Com o entrelaçamento de partículas, um bit quântico, ou qubit, poderá ter não
apenas seu valor individual (0 ou 1), mas também poderá ter infinitos valores de
seus estados entrelaçados com cada um dos outros qubits. Dois bits podem
representar ou armazenar apenas duas informações, mas dois qubits podem
armazenar quatro dados ao mesmo tempo, os seus próprios e os resultantes de
seu entrelaçamento. Esta vantagem quântica aumenta exponencialmente à
medida que o número de qubits aumenta.

• Situações de equilíbrio levam à cegueira. As moléculas em equilíbrio só vêem as


mais próximas que as rodeiam. Uma situação de não equilíbrio, pelo contrário,
leva a molécula a ver.

• Alguns estudos mostram que o homem é sensível aos sons produzidos por outro
ser humano mais do que os produzidos por outras coisas. Isso demonstra que o
corpo está mais voltado para as atitudes que ele próprio realiza, pois existe uma
pré-disposição biológica para se comunicar e interagir.
Daí a importância de o projeto se relacionar com as pessoas, se transformar como
extensão sua, utilizar seus sentidos e se metamorfosear neles.
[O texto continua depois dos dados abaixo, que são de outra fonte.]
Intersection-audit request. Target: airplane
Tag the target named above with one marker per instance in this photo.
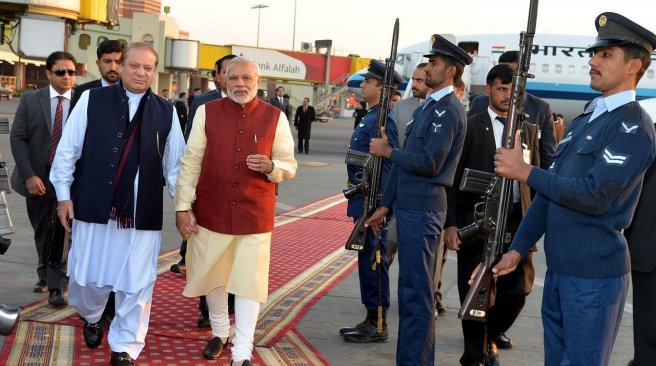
(559, 63)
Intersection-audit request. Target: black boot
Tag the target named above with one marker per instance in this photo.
(367, 331)
(92, 333)
(121, 359)
(56, 298)
(354, 328)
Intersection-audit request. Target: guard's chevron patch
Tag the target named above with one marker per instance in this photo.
(614, 159)
(628, 127)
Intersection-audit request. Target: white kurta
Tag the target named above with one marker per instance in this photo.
(124, 259)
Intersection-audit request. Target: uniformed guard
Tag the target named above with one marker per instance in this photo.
(423, 169)
(586, 199)
(372, 87)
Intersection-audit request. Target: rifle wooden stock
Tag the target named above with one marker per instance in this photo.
(478, 299)
(499, 198)
(370, 186)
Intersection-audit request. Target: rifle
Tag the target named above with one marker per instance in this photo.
(372, 169)
(492, 213)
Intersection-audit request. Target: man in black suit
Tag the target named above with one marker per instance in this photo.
(34, 137)
(282, 103)
(484, 135)
(220, 92)
(303, 122)
(641, 237)
(220, 67)
(109, 64)
(538, 111)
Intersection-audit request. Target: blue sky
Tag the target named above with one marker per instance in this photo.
(365, 27)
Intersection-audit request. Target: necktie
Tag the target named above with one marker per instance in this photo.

• A “lógica” foi criada para suprir as limitações de memória operacional (curto prazo)
do ser humano. Porém, utilizando-se dessa “lógica" deixamos de nos esforçar em
compreender. Sabemos que seguindo tal raciocínio “lógico”, dentro de
determinadas regras, chegaremos a um resultado confiável.
Deixamos de criar outras possibilidades nesse intervalo, o processo foi esquecido.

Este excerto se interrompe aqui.